Thanks to everyone for their thoughts here. We’re really excited about Landmand, and can’t wait for the opening in the latter part of the year next year. I hope that a lot of you will have the opportunity to make it out next year! Should you head that way, shoot me a DM. If I’m around, it would be fun to meet up & play a few holes….
Re: a few of the comments on “maximalism”, I thought I’d offer a few thoughts from our end…
-It might be a matter of semantics, but I don’t see Landmand as a “maximalist” project. To me, maximalism implies a gratuitous amount of earth moving simply for the sake of moving dirt. That wasn’t actually our approach at all. We inherited a 550 acre piece of land, which has such severe elevation changes across it that simply laying a golf course down on top of the existing contours was an impossibility.
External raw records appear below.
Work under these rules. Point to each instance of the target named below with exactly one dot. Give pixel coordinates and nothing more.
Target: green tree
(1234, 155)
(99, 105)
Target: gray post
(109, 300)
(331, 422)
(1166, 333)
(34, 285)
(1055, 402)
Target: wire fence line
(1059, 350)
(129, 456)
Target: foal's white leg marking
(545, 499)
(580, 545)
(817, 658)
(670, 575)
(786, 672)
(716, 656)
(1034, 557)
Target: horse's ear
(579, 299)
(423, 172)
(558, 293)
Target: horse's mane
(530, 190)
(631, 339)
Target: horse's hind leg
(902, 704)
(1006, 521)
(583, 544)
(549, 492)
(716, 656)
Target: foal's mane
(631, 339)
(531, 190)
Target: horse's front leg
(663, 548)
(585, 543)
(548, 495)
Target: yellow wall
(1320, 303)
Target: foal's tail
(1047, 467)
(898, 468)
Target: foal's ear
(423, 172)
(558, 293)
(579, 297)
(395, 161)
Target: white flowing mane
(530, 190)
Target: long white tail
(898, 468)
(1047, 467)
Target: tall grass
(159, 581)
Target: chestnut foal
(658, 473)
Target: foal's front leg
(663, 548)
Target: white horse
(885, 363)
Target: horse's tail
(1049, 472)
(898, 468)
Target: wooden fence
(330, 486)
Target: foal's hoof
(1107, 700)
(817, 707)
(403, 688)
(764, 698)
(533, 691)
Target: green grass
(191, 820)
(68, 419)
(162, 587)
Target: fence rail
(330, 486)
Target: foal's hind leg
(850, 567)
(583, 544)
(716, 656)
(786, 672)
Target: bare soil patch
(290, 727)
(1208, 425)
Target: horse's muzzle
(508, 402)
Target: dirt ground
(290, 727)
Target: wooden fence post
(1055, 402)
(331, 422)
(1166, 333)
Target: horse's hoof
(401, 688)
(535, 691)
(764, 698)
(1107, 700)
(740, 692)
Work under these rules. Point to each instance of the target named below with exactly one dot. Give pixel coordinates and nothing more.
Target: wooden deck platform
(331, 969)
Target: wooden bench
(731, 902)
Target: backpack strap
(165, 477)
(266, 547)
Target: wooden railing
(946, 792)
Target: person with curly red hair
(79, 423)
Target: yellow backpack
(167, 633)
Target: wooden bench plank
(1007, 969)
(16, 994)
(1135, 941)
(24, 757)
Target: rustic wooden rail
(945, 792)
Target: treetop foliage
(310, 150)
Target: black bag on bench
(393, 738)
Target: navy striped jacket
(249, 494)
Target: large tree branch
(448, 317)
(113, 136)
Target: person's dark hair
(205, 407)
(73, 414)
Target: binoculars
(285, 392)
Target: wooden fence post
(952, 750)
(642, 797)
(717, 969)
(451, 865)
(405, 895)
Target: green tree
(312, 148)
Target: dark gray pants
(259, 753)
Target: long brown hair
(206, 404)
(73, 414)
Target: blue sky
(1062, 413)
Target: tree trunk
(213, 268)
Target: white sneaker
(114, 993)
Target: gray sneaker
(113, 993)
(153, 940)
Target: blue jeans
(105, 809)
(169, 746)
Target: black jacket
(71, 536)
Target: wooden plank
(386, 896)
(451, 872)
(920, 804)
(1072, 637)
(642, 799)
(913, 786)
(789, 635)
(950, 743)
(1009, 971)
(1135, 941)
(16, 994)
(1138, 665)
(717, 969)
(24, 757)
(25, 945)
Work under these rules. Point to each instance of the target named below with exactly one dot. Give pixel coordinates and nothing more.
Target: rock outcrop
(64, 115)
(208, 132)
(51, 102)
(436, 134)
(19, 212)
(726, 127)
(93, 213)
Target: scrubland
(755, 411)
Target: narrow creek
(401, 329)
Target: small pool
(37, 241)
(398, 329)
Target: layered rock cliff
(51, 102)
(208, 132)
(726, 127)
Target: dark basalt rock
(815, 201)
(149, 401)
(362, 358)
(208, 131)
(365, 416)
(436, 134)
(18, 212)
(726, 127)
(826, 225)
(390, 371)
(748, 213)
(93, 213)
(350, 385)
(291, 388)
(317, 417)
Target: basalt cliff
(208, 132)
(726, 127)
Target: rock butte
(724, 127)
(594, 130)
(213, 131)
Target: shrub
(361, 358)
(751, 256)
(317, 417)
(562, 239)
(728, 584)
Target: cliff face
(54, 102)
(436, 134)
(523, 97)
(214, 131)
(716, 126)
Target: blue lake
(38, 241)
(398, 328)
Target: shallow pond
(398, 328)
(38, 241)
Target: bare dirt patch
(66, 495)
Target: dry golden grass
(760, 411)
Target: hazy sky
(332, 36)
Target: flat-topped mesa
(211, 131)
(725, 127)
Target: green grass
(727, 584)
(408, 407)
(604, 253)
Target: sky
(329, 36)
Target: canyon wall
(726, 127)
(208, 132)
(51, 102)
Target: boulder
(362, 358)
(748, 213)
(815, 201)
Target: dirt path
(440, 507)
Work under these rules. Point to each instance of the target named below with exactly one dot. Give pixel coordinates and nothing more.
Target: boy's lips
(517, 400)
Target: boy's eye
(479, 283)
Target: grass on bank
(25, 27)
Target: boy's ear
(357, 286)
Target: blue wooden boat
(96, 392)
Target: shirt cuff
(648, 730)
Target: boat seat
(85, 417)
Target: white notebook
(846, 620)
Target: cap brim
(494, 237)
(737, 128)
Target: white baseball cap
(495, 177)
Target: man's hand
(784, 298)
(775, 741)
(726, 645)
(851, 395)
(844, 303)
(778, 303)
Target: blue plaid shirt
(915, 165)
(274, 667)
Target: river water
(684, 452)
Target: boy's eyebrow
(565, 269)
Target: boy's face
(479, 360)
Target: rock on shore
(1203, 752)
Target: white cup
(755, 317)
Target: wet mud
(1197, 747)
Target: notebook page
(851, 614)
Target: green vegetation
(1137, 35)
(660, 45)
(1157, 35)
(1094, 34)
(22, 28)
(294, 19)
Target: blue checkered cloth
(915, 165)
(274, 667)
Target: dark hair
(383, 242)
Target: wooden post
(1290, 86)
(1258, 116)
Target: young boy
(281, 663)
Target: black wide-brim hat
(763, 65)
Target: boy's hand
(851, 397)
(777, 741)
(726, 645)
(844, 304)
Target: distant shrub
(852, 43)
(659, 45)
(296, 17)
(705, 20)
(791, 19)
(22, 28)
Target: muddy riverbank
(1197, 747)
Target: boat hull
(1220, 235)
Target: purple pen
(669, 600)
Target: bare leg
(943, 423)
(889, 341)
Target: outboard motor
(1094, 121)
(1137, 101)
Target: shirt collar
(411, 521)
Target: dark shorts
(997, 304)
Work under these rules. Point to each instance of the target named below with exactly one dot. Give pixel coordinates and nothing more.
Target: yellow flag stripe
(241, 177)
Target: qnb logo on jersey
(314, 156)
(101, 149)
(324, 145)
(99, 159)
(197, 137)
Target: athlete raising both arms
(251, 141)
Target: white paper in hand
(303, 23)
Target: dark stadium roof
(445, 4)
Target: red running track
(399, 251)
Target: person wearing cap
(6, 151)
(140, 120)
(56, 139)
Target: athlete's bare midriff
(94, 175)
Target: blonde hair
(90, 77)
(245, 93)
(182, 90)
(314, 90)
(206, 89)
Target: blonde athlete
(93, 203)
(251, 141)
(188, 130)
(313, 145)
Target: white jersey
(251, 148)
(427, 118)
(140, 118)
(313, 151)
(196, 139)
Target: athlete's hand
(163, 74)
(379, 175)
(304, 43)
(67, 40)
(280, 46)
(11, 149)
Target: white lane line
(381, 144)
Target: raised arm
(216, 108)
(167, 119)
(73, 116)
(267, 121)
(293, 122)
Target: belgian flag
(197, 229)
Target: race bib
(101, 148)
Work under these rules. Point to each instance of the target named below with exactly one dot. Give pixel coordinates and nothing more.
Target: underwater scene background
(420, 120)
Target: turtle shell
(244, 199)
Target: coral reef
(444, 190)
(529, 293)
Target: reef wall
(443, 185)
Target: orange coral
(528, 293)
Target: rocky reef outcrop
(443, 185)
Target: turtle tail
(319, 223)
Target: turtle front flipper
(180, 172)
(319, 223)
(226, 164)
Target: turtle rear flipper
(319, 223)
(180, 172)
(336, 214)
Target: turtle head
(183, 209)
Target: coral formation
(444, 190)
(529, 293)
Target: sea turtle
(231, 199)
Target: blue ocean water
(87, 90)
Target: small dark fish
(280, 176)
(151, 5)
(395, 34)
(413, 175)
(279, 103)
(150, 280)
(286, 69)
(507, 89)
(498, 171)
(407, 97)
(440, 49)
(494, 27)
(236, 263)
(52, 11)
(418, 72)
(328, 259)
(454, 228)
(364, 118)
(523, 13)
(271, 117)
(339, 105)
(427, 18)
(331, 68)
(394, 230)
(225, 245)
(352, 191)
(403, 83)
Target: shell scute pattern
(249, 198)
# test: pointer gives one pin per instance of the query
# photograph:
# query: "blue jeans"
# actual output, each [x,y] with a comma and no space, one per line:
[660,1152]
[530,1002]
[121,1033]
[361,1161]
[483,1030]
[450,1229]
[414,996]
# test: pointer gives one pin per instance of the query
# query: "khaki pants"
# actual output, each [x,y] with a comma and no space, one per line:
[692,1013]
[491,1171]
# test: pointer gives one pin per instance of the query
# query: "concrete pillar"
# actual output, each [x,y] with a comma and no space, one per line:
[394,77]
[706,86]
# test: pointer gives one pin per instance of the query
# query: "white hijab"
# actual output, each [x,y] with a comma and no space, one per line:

What we attempted to do, and what I think we succeeded in (thanks in large part to an extremely talented crew) was in moving the minimal amount of dirt required to build walkable & compelling holes, but not any more than necessary to achieve this goal. In some cases, that “minimal” amount of dirt was massive quantities of earth. On places like the 12th hole, golf holes were built directly onto the existing grade and very little earth was moved. Each hole or section of the course presented a new set of questions and the proper answer for each depended on the pre-construction nature of that hole, but the overarching goal in each case was to build holes that would “hide the fill” & blend back into grade in a natural & appealing way. Thanks again to the talented crew & the massive landscape, the tie-ins work and the presentation is natural & appealing to the eye.
When Ron Whitten visited the site, he made a comment that really stuck with me & was something I had not previously considered. What he said was that Landmand offers people the opportunity to walk around and interact with a piece of land that you wouldn’t otherwise take a leisurely stroll on…it simply wasn’t a piece of land you’d go walk around on because it was so severe. By virtue of the quantity of earth that was moved, it is walkable and allows one to experience that landscape in a way that was previously impossible.